The Biden administration plans to resume negotiations with TikTok despite its previous ultimatum that ByteDance must sell its stake in the company or face a potential ban, The Washington Post reported.

The Wall Street Journal recently reported that one of the main investors in ByteDance, as well as the executive chairman and founder of Oracle, which stores TikTok’s American data, both contributed large sums to organizations supporting Scott.

Yass’ investment firm Susquehanna International Group bought a significant stake in ByteDance in 2012, while his personal stake of 7% is valued at around $21 billion, The Wall Street Journal reported.

“I’ve supported libertarian and free market principles my entire adult life,” Yass told the WSJ. “TikTok is about free speech and innovation, the epitome of libertarian and free market ideals.
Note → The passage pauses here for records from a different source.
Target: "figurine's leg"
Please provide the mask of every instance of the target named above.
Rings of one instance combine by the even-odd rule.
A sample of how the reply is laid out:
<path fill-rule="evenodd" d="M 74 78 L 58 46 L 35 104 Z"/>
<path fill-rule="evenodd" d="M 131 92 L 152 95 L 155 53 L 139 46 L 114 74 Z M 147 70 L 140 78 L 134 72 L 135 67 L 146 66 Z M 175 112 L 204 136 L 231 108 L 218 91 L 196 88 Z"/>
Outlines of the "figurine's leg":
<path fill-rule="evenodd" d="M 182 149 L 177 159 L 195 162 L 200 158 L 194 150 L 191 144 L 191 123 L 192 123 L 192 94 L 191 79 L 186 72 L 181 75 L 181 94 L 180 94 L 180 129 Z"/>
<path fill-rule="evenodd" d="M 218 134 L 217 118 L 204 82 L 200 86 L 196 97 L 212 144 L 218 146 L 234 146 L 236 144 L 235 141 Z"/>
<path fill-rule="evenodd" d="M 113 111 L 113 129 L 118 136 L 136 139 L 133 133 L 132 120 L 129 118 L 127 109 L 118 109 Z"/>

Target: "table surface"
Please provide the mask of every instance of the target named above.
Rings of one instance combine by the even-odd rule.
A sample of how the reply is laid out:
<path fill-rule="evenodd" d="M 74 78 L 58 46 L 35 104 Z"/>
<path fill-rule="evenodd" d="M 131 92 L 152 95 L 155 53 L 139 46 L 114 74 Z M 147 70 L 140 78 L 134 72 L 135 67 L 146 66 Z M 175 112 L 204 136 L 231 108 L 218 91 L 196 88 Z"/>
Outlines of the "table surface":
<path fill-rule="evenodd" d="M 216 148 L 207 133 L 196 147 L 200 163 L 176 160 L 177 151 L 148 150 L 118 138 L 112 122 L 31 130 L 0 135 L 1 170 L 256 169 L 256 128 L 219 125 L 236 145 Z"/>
The idea of banning TikTok is an anathema to everything I believe.”

DeSantis also received $2.5 million from Yass in February, according to data from his Florida PAC, which was named Friends of Ron DeSantis at the time. Yass has not contributed to Never Back Down, a federal PAC supporting DeSantis’ 2024 presidential bid.

A former ByteDance executive has alleged that CCP members within the company had a “superuser” credential or “god credential” that enabled them to view all of the data the company obtained, according to The Wall Street Journal. The company also had a “backdoor channel” to gain U.S. user data, the former executive asserted.

ByteDance employees also used TikTok data to spy on American journalists who were covering the company in 2022, Forbes reported. Additionally, TikTok stored American TikTok creators’ and businesses’ financial information such as Social Security numbers and tax IDs in China, according to records obtained by Forbes.

Oracle, Susquehanna, TikTok and ByteDance did not immediately respond to the DCNF’s request for comment.

Editor’s note: This article has been updated to reflect the divisions in the GOP presidential field over a TikTok ban.